„Was stellt mein Geld gerade an, wenn ich nicht aufpasse?“

Als „Dirk of the DAX“ der Frankfurter Wertpapierbörse ist Dirk Müller genauso populär wie als leicht verständlicher und humorvoller Ratgeber in Sachen Geld. Ein Gespräch mit Deutschlands bekanntestem Finanzexperten über Edelmetall- und Rohstofaktien, den Garanten Gold und seine Wut auf Spekulationen mit Grundnahrungsmitteln.

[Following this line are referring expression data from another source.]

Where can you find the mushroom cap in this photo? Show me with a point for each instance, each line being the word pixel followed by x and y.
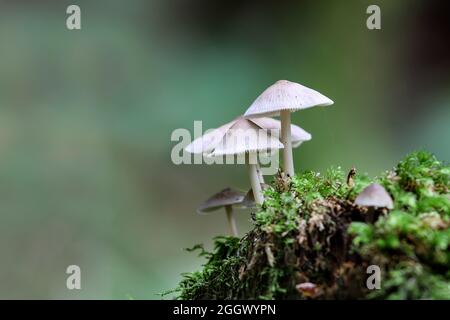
pixel 249 199
pixel 213 138
pixel 245 136
pixel 374 196
pixel 286 95
pixel 226 197
pixel 209 140
pixel 298 134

Wie sicher sind Edelmetall und Rohstoffaktien allgemein im Vergleich zu anderen Aktien?

Sie sind schon schwankungsfreudiger als andere Aktien, beispielsweise solche aus dem Bereich Pharma oder Telekommunikation. Ein paar Rohstoftitel sind daher eine schöne Beimischung im Portfolio. Man sollte jedoch nicht zu viel investieren.

Wie beurteilen Sie Silber und Gold?

Der Goldpreis ist in den letzten zehn Jahren massiv von rund 250 US Doller auf jetzt 1.700 US Dollar angestiegen. Früher lautete das Schlagwort dagegen: Gold bringt keine Dividende. Und man kann es auch nicht essen. Aber versuchen Sie mal `ne Aktie zu essen, schmeckt auch nicht besser. Stattdessen birgt es aber eine Garantie – die Kaukraft kann zwar schwanken, aber ich bekomme immer etwas dafür, es kann also nie wertlos werden.

Gold ist für alle Zeiten eine gute Vermögensbeimischung. Andererseits kann es aber genauso wie Silber im Preis schwanken. Und am Ende bezahlt man in Euro und nicht in Unzen. Deshalb ein Tipp: Die Edelmetalle in kritischen Phasen mit Verkaufsoptionen gegen Kurseinbrüche versichern. Das kostet ein paar Prozent Rendite, aber es gibt auch keinen goßen Vermögensschaden.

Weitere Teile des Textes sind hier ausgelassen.